It rained here yesterday. We all know what rain looks like so I didn't take any pictures. So what's the big deal? Well, it's the first measurable rain here since February. Typically, the sky is blue and clear all day, every day from February through June. In late June clouds start to form, promising rain some day in the future. Nobody around here expects to see any rain until July 4th which is the local start of the "monsoon season". The monsoon season generally lasts through July and August and then tapers off by September when cooler weather returns. During the monsoon season, clouds develop during the morning and then it's supposed to rain in the afternoon for an hour or so and cool things off and then there's a refreshing evening. Well, that hasn't happened so far but I'm hoping.
Because of the lack of rain in the spring and early summer, this area is dry. I mean parched, crunchy, crumble-when-you-touch-it dry. The plants are shriveled, the animals are scruffy, the dust is inescapable. And life depends on water. So anything you want to live has to be watered. Every day. Regardless. Every plant and animal we have here gets watered every day by running a hose from water tanks. We have plastic tanks in the back of a pickup that we take to town to load up.
We have a sky-pond, around here it's called a "tank", down the hill for watering the horses but it's been nothing but baked clay for months. We need several days of hard rain to fill it up. Yesterdays rain just made it muddy but we're supposed to get more rain today and tomorrow so we've got hopes. The wells here just don't flow enough to provide for more than the house. Even then, it's a matter of running the well water on a twice daily basis into large holding tanks and then using that for household needs. The wells themselves can't handle the straight house demand. Back East, we wouldn't build unless we had a copious water supply but out here, water is so scarce that working with meager supplies is commonplace. We have to go to town to wash our vehicles.

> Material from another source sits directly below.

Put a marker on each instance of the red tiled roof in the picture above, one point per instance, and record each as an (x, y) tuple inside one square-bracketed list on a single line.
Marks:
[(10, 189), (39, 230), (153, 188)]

The whole weather pattern is so different from the East that it's disorienting. I'm used to looking to the sky and reading the clouds, but the patterns I'm used to finding in the East don't happen out here. They have the same cloud types of course, but they don't act the same. At home the rain comes mostly from frontal passages. Everything along the path of the front get wet, often several states at a time. Out here the clouds form and dump rain on a specific spot without much movement. So it rains over the hill but not on us. We can watch it happen day after day. The other night we watched an electrical storm for over an hour that barely moved twenty miles. It was 80-100 miles away from us and the lightning was spectacular but we couldn't even hear the thunder.
When it does rain, it comes down hard. Yesterday it was raining at the rate of 2" per minute while it lasted. This means that there's lots of runoff. There lots and lots of dry ditches in the West, called "washes". When it rains miles away these ditches fill up with walls of moving water. These Flash Floods in the washes are enormously dangerous and we're constantly warned to watch out for them in rainy weather. Many washes cross roads and can sweep vehicles away in an instant, much less anybody walking in one. A wash can become dangerous in an instant from rain falling miles and miles away, even if where the wash is is sunny and clear. And a flash flood can move boulders the size of small cars. I've never witnessed one but I've seen the pictures and they are impressive.
So, we're hoping for more rain and watching the weather. I expected this trip to be quite an experience and it sure is so far.